Designing an API gateway for Nigeria’s open banking ecosystem

Nigeria’s move toward open banking created a need for a shared layer that could help financial institutions and third-party providers connect through one standard. I designed the experience for an open-source API gateway that would sit between API Providers and API Consumers, making onboarding, API access, monitoring, and compliance easier to manage.
The product had to support a complex ecosystem without making the experience feel complex. My role was to translate regulatory, technical, and workflow requirements into a clear product experience for banks, fintechs, developers, and operational teams.
Why this needed to exist
Nigeria’s financial ecosystem has many banks, fintechs, and developers trying to build connected financial products. But without shared API standards, integration can become slow, expensive, and difficult to scale.
Each institution may expose APIs differently, which creates extra work for fintechs and technical teams. Smaller institutions can also be left behind because building and maintaining custom API infrastructure requires time, money, and technical capacity.

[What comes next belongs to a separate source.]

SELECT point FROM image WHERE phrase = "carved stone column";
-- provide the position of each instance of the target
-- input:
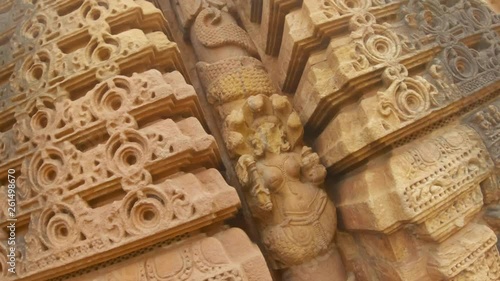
(283, 179)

The API gateway was designed to reduce that fragmentation by creating a shared, standards-based layer for open banking participation.
Where the experience needed clarity
The product needed to solve three experience challenges:
1. Fragmented integrations
Fintechs and third-party providers often had to integrate with institutions one by one, increasing technical overhead and time-to-market.
2. Inconsistent standards
Different API structures and documentation patterns made it harder for teams to build scalable integrations.
3. Access barriers for smaller institutions
Not every financial institution had the resources to build a complete open banking API layer from scratch.
The design challenge was to make a highly technical, compliance-heavy system feel structured, usable, and approachable.
My role
I worked as the Product Designer, translating open banking requirements and technical workflows into a usable product experience.
My work included:
- Studying open banking API specifications and operational requirements
- Understanding the needs of API Providers and API Consumers
- Mapping workflows for onboarding, authentication, API management, reporting, audit trails, and team management
- Designing the dual-portal experience for both user types
- Creating consistent interface patterns for shared modules
- Collaborating with engineers and stakeholders to refine feasibility, permissions, and edge cases
Goals
The gateway needed to:
- Make adoption easier for institutions and third-party providers
- Lower the effort required to expose, consume, and manage open banking APIs
- Support compliance through traceability, permissions, security, and auditability
- Give technical teams enough visibility to monitor API usage and integration health
- Create a scalable foundation for the wider open banking rollout
How I designed the gateway experience
1. Designing around two user types
The product was structured around two primary users: API Providers (APs) and API Consumers (ACs).
API Providers needed control, visibility, and governance. They needed to manage API collections, configure endpoints, monitor consumer activity, review performance, and maintain auditability.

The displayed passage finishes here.